No let up in NSW until rogues get the message


NSW police minister says heavy vehicle enforcement activities will not diminish until there is long-term cultural change in the industry

By Brad Gardner | March 14, 2013

New South Wales will continue to turn the screws on the trucking industry until there is a long-term cultural change in its approach to safety.

Police Minister Michael Gallacher says the results from Operation North Canuck, which ran from February 17 to 19, shows there are still some drivers and operators willing to put deadlines and profits ahead of safety.

Police and inspectors from the Roads and Maritime Services (RMS) targeted truck drivers on the Pacific, Newell and New England highways last month, issuing 171 infringements and 18 court attendance notices for a range of offences.

"We know the vast majority of truck drivers and transport operators are doing the right thing and putting safety first, but until long-term cultural change can be effected, police and Roads and Maritime Services will continue to keep up with their compliance and enforcement activities," Gallacher says.

During Operation Canuck, officers checked the electronic control modules of 304 trucks and found that one truck was modified so that it could travel up to 150km/h.

Police last week detected a B-double in Tarcutta travelling 129km/h in a 100km/h zone.

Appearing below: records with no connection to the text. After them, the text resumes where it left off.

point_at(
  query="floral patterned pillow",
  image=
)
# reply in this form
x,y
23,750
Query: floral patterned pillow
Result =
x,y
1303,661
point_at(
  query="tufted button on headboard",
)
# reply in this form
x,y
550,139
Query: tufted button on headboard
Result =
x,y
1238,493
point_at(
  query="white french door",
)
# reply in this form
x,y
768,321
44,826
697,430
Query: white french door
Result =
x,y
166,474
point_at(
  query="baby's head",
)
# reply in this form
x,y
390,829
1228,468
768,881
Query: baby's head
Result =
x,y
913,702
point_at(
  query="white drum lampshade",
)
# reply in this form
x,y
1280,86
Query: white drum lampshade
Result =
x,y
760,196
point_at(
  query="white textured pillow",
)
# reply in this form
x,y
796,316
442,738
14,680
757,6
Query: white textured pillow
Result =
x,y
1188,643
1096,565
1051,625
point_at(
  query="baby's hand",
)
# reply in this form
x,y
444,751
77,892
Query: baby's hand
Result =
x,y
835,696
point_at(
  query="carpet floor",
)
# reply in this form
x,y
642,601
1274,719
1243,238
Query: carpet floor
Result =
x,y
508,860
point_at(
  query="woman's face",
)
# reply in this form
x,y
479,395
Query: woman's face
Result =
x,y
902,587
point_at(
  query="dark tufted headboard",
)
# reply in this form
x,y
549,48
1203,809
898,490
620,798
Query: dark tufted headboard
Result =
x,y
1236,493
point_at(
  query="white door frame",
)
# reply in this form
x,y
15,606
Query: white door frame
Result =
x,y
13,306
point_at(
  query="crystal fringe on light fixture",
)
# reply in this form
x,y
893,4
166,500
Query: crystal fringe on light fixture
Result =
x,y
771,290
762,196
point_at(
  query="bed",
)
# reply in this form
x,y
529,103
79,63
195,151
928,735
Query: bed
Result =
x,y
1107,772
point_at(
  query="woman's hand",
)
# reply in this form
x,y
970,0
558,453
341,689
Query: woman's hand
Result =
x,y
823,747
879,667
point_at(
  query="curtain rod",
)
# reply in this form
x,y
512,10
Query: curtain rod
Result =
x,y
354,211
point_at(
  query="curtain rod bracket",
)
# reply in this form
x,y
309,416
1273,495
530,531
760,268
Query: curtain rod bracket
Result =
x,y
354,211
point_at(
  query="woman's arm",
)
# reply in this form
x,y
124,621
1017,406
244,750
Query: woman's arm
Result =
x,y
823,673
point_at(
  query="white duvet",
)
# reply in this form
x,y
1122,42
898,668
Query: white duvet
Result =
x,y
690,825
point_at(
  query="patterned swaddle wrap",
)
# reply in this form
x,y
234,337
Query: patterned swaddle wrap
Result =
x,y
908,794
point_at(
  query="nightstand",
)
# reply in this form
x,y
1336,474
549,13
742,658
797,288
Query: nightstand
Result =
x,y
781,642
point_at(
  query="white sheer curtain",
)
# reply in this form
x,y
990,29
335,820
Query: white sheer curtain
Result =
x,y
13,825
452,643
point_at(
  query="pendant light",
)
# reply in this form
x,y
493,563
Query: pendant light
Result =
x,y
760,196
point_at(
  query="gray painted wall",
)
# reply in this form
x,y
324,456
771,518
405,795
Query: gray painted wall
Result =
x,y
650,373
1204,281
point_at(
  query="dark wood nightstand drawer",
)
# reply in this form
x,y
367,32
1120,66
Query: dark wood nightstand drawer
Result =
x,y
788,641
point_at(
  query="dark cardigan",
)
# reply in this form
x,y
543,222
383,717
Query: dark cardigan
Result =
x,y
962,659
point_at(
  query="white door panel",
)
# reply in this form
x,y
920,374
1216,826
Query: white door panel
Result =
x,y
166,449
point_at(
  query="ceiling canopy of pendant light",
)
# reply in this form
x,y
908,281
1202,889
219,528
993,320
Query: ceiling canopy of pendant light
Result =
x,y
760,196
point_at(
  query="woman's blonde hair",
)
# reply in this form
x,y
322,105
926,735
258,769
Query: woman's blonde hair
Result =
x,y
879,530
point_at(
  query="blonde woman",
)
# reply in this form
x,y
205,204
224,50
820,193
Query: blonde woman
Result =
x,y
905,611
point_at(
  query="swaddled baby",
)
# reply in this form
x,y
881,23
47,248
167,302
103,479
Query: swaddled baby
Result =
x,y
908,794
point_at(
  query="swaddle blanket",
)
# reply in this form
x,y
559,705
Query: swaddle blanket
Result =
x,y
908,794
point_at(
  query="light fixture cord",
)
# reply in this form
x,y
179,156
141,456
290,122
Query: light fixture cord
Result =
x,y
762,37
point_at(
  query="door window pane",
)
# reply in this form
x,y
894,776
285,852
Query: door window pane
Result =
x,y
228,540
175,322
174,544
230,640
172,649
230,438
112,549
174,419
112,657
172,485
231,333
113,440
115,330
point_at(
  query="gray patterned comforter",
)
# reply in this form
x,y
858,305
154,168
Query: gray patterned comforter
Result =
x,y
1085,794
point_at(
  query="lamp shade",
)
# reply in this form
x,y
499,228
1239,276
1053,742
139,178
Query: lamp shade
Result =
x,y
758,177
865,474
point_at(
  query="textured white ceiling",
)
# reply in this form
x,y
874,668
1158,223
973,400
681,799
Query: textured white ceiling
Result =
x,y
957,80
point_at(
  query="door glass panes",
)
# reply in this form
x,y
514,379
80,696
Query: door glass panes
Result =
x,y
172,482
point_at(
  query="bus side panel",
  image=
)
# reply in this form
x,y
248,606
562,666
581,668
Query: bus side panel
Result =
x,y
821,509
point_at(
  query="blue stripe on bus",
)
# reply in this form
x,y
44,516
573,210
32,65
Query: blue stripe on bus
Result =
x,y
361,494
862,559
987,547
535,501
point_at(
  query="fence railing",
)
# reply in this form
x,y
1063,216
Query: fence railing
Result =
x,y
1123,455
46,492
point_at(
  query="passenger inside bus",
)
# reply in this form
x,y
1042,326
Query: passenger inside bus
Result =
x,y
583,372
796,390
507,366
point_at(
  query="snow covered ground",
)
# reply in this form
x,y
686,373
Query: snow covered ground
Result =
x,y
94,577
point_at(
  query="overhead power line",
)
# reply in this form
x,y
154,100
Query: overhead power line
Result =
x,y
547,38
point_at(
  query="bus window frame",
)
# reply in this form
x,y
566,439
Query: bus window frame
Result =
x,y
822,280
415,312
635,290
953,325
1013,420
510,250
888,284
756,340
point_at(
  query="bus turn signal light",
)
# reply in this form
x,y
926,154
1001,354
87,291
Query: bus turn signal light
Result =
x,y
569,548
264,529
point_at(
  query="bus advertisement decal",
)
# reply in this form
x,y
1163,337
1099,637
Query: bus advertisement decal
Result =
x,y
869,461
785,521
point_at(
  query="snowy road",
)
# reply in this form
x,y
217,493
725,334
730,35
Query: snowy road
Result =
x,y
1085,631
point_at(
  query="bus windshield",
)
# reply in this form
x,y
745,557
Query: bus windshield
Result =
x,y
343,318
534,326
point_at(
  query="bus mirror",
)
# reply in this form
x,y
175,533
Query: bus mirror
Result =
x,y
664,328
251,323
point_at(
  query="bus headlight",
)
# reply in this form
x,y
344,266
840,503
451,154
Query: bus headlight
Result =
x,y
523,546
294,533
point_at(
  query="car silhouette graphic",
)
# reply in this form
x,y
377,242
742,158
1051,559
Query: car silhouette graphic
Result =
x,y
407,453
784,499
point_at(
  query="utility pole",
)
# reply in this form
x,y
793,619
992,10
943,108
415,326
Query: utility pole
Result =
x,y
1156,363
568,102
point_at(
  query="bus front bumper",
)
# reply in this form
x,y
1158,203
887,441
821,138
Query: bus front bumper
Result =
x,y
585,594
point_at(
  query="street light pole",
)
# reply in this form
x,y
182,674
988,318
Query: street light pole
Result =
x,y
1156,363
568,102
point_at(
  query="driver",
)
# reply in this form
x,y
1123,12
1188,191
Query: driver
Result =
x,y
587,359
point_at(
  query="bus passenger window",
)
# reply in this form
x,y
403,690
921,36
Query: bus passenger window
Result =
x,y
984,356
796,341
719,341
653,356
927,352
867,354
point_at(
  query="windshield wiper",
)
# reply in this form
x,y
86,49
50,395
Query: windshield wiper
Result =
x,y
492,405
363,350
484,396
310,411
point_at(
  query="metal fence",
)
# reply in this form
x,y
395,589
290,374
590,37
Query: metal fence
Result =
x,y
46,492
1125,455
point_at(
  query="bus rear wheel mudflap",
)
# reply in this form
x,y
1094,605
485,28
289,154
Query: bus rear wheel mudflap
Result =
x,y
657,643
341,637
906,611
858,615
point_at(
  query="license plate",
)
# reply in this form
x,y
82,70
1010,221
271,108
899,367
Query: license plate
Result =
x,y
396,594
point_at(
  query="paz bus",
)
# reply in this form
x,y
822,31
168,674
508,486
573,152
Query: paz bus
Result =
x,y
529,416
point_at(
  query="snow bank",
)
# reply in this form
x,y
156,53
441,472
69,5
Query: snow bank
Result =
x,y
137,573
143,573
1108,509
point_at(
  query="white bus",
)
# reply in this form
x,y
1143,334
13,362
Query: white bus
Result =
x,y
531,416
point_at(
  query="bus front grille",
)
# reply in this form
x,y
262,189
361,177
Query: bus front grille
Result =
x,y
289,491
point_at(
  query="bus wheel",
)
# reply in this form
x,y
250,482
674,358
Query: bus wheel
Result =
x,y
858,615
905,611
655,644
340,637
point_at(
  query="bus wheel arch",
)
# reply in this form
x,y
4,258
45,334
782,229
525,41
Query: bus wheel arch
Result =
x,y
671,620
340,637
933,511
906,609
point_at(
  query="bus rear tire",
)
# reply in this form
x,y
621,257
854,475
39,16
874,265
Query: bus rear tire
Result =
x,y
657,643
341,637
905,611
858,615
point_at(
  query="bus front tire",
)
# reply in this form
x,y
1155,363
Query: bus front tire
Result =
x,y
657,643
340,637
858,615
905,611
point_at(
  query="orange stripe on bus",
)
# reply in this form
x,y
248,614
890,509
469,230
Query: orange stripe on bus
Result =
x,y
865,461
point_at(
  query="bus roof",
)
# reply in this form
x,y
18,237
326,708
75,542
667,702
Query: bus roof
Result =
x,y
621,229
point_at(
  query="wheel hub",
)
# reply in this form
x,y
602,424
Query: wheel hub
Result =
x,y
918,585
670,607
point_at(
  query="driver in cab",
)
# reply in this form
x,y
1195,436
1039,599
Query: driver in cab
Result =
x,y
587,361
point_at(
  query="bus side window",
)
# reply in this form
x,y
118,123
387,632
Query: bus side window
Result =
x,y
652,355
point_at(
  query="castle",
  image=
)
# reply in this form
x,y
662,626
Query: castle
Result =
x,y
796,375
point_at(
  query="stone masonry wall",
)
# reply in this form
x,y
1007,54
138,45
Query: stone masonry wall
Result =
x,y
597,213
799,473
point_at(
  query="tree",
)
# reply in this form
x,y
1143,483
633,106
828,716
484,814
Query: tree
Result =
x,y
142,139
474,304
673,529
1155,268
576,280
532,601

Police allege the speed limiter had been tampered with.

The 49-year-old driver was issued with a traffic infringement notice for speeding and his vehicle was defected.

Authorities have made gains in improving heavy vehicle compliance since beginning a series of compliance operations in last year, with the rate of trucks caught travelling at more than 105km/h falling by 79 percent.

RMS General Manager of Compliance and Enforcement Paul Endycott says says the department wants to begin homing in on the minority of truck drivers and operators continuing to ignore traffic laws.

"We don’t want to see you if you’re doing the right thing. I don’t want my inspectors on the side of the road stopping you and delaying you. We want you to get on with it," Endycott says.